Vasco Graça Moura, who began in 1963 with Modo Mudando, followed by Semana Inglesa (1965) and Quatro Sextinas (1973) in author's editions, came to gain great public notoriety only after April 25, either by the rhythm of production and publication given to his work since then, or because he has engaged in multiple activities, with warranted affirmation in the media, particularly those relating with his citizen's posture of intellectual reserve for cavaquismo (1). Although he did experiment with romantic fiction, it is in poetry — a poetry initially close to surrealism that later drifted towards a classicizing stylisation of his discourse, sustained, on one side, by the vast culture of VGM, on another, by his call to the eternal themes (love, death, time) worked over with torrential passion, aesthetic exigency and humour. He is a multifaceted writer; of the twenty two titles that he has published in poetry, one must add thirteen books of essays, three novels two plays, chronicle, diary, and an anthology. In 1996 came out his Poemas Escolhidos (1963-1995), Bertrand; a good platform for anyone who wishes to launch a study of the work and an interpretative study of the author.

Liberto Cruz beyond his above-referred intervention as a witness to the colonial war, has a diversified work that includes, even, a passage through experimental poetry, (under the pseudonym of Álvaro Neto) and he would have given the movement a parodic dimension that he "did not exploit/explore enough". From his baroquizing beginning, followed by the experimentalist phase — with many works of essayistic character in the middle — Liberto Cruz arrives at Caderno de Encargos, Colibri, 1994, where he himself defines himself as homo viator.

Eduardo Guerra Carneiro is rather a poet of surrealistic extraction, following a syncopated course, reaching its zenith in the sixties. His production took on a slower pace in the decade of the eighties — a rhythm that continued identically during the nineties.

From identical roots comes José Viale Moutinho, a poet from Madeira rooted in Oporto, the author of a handful of books of verse of high quality.

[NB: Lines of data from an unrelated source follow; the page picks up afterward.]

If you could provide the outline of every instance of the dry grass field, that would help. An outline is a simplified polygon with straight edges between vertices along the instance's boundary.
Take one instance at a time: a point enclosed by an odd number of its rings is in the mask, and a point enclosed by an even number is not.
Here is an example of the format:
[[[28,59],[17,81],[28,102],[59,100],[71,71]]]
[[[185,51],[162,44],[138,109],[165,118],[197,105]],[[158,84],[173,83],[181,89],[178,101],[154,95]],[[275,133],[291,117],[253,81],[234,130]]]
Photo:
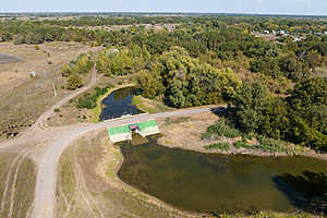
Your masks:
[[[76,141],[60,159],[57,217],[185,217],[123,183],[121,161],[105,130]]]
[[[69,95],[61,68],[80,53],[97,49],[76,43],[43,44],[38,48],[0,44],[0,53],[21,59],[0,64],[0,140],[11,138],[31,126],[47,108]],[[29,75],[33,71],[35,77]],[[87,83],[89,75],[83,80]],[[58,97],[53,96],[53,84]]]

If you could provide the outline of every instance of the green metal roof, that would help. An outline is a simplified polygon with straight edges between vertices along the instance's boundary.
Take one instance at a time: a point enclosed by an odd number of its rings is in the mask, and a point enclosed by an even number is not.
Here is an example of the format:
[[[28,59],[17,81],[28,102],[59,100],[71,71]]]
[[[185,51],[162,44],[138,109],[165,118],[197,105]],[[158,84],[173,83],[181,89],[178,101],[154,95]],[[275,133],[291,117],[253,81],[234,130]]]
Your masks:
[[[117,135],[117,134],[128,134],[130,133],[129,125],[121,125],[117,128],[108,128],[108,134],[109,135]]]
[[[155,120],[148,120],[148,121],[145,121],[145,122],[134,123],[133,125],[138,125],[140,131],[144,131],[147,128],[158,126],[158,124],[157,124],[157,122]],[[129,126],[130,125],[121,125],[121,126],[116,126],[116,128],[108,128],[108,134],[109,135],[129,134],[129,133],[131,133]]]
[[[157,122],[155,120],[149,120],[149,121],[145,121],[145,122],[141,122],[138,123],[140,126],[140,131],[143,131],[147,128],[155,128],[158,126]]]

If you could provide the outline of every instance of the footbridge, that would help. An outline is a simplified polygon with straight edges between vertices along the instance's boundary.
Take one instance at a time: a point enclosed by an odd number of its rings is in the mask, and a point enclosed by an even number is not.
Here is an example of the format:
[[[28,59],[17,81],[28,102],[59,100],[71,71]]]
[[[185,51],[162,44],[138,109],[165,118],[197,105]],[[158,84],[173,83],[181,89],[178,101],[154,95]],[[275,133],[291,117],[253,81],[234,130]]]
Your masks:
[[[143,137],[160,133],[158,124],[154,119],[114,128],[108,128],[109,138],[113,143],[132,140],[133,132],[138,133]]]

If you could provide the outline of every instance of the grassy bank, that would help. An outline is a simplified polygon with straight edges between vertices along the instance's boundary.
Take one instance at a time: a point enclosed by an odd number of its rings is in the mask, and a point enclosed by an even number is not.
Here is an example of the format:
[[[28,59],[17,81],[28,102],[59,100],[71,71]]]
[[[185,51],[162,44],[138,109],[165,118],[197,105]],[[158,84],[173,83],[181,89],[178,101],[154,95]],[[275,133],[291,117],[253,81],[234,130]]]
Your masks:
[[[205,149],[216,149],[220,152],[238,153],[258,150],[272,155],[298,155],[304,152],[304,148],[288,142],[265,137],[259,134],[245,134],[238,129],[229,125],[225,120],[220,120],[208,126],[202,134],[203,140],[220,141],[219,143],[205,146]]]
[[[112,92],[120,89],[120,88],[124,88],[124,87],[131,87],[134,86],[134,84],[125,84],[125,85],[119,85],[119,86],[112,86],[109,87],[107,93],[105,93],[104,95],[98,96],[97,100],[96,100],[96,107],[90,109],[88,112],[89,116],[89,121],[90,122],[99,122],[99,117],[101,114],[101,110],[102,110],[102,100],[109,96]]]
[[[4,201],[0,217],[9,217],[11,213],[11,217],[23,218],[31,211],[34,201],[35,165],[27,158],[21,159],[13,166],[11,174],[8,174],[14,158],[12,154],[0,154],[0,199]]]
[[[150,100],[142,96],[134,96],[132,99],[132,104],[138,109],[148,113],[166,112],[173,110],[173,108],[170,108],[164,105],[162,102]]]

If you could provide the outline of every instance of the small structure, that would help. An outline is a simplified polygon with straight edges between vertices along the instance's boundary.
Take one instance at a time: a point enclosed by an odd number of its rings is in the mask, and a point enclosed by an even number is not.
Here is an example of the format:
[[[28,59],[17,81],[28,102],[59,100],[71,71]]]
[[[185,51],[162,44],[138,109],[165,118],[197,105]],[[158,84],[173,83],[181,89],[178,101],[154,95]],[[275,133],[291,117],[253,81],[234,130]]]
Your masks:
[[[109,138],[113,143],[131,141],[133,132],[140,134],[142,137],[160,133],[158,124],[155,120],[108,129]]]

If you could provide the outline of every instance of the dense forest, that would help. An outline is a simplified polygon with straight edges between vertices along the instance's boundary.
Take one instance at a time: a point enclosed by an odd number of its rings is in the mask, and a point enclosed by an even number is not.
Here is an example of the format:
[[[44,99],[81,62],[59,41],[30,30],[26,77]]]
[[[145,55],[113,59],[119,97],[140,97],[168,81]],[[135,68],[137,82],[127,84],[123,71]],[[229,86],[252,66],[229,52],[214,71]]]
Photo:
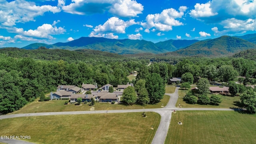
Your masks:
[[[35,98],[56,91],[58,85],[80,87],[83,83],[99,86],[109,83],[116,87],[129,82],[135,84],[141,79],[153,82],[158,76],[167,83],[169,78],[180,77],[186,73],[195,78],[224,82],[244,76],[244,84],[256,84],[256,62],[243,58],[163,57],[164,60],[161,58],[154,60],[150,55],[132,57],[92,50],[43,48],[30,50],[5,48],[0,49],[0,53],[2,114],[18,110]],[[150,60],[153,62],[147,66]],[[138,71],[138,75],[136,80],[129,81],[127,76],[133,71]],[[146,86],[152,86],[146,83]]]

Fernando Alvarenga, a poet who began in 1966, produced books in which verses with African overtones indicate the passage of the poet into Angola, is a personality with a steering presence in literary essay-writing, who succeeds in harmonizing what for many is irreconcilable: being a Pessoan of recognized value (A Socialização da Arte em Fernando Pessoa, 1984) he is an equally scrupulous scholar of neo-realism (Afluentes Teórico-Estéticos do Neo-Realismo Visual Português, 1989).

Orlando Neves, whose maiden book was published in 1959 (Sopapo para a Destruição da Felicidade) is one of the prolific authors of his time, with a wide range of intervention in the fields of chronicle, of children's books and youth literature, of theatre and romantic fiction, outside the lyric. The latter has been collected in the Poesia volume, Sol XXI (1995), in which figure fourteen of his twenty two titles of poetry, and J.O. Travanca-Rego, himself a poet and an attentive analyst of O.N.'s poetics, refers to him in those terms, in an essay of wide approximation: "Through concitation of multiple, diverse and contradictory existential latencies through ransacking an archive of experiences, memories, intentions, the ego refines here also his tense unity in a contained repercussion of 'all': the ego, the others, History, presence and absence of the living time, … re-presented, desired, irrecoverable, unstoppable."

Mendes de Carvalho (1927-1988), writes in the line of O'Neill, but his satiric vein is more biting, less polite. Others, whose names were important in the sixties, are still active: Arnaldo Saraiva, José Augusto Seabra, Yvette Centeno, A.M. Pires Cabral, Dórdio Guimarães, M.S. Lourenço and Maria Amélia Neto.